Mozart Gutterres relata sobre Jango e um dos momentos mais negros da história da Petrobrás

Motivado pela matéria “Congresso Nacional lança a revista ‘João Goulart’”, publicada no Conape Notícias nº 18, o engenheiro gaúcho Mozart de Araújo Gutterres, de 88 anos, enviou suas saudações à Conape, bem como um testemunho da sua experiência na Petrobrás e de momentos com o ex-presidente João Goulart, em Porto Alegre, no início da ditadura militar.

Publicamos a seguir um breve resumo do testemunho deste competente engenheiro que ocupou cargo de chefia na Refinaria Alberto Pasqualini (Refap), da Petrobrás, por sua competência profissional. Ele, a exemplo de muitos petroleiros, não escapou da sana persecutória daquele regime de triste história.

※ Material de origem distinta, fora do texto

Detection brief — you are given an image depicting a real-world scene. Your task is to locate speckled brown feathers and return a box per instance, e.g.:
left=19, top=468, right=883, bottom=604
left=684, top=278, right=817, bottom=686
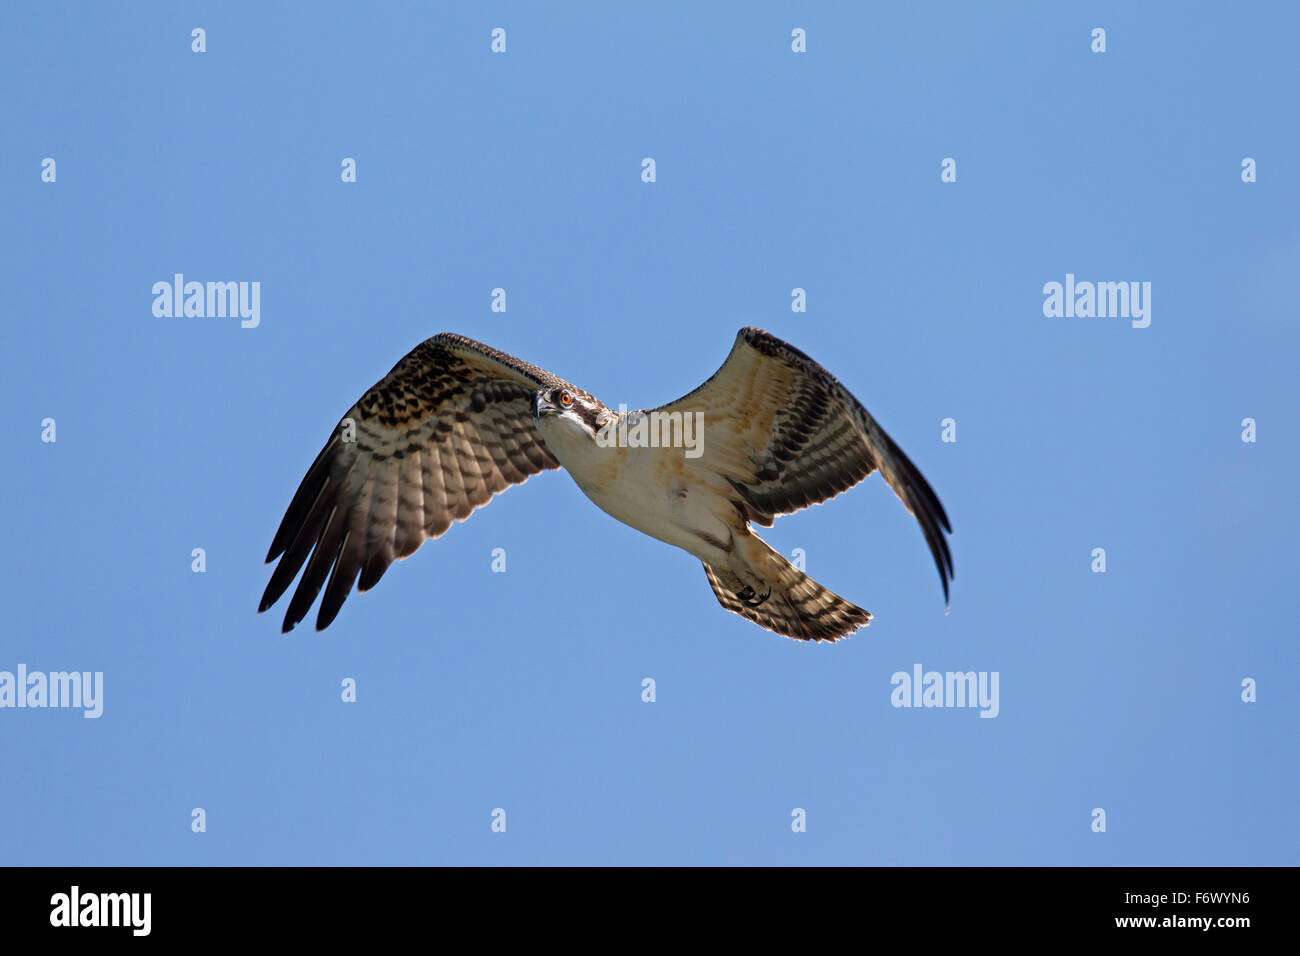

Em seu relato sobre a presença de João Goulart em Porto Alegre, em abril de 1964, Gutterres citou a participação de vários colegas de Petrobrás, entre eles o ex-Superintendente da Refinaria Duque de Caxias, o engenheiro Roberto Ribeiro Coimbra, que também sofreu com as pressões e o intervencionismo dos militares no interior da empresa. Coimbra, a exemplo do seu colega, enviou também um relato que resumiremos no próximo Conape Notícias.

Eles tiveram a má sorte de exercerem cargos de confiança numa Petrobrás que mais parecia uma unidade militar (um quartel) e não uma petrolífera brasileira, resultado da épica campanha “O Petróleo É Nosso” e da Lei do Petróleo 2004, em prol do desenvolvimento do Brasil e do bem-estar dos brasileiros.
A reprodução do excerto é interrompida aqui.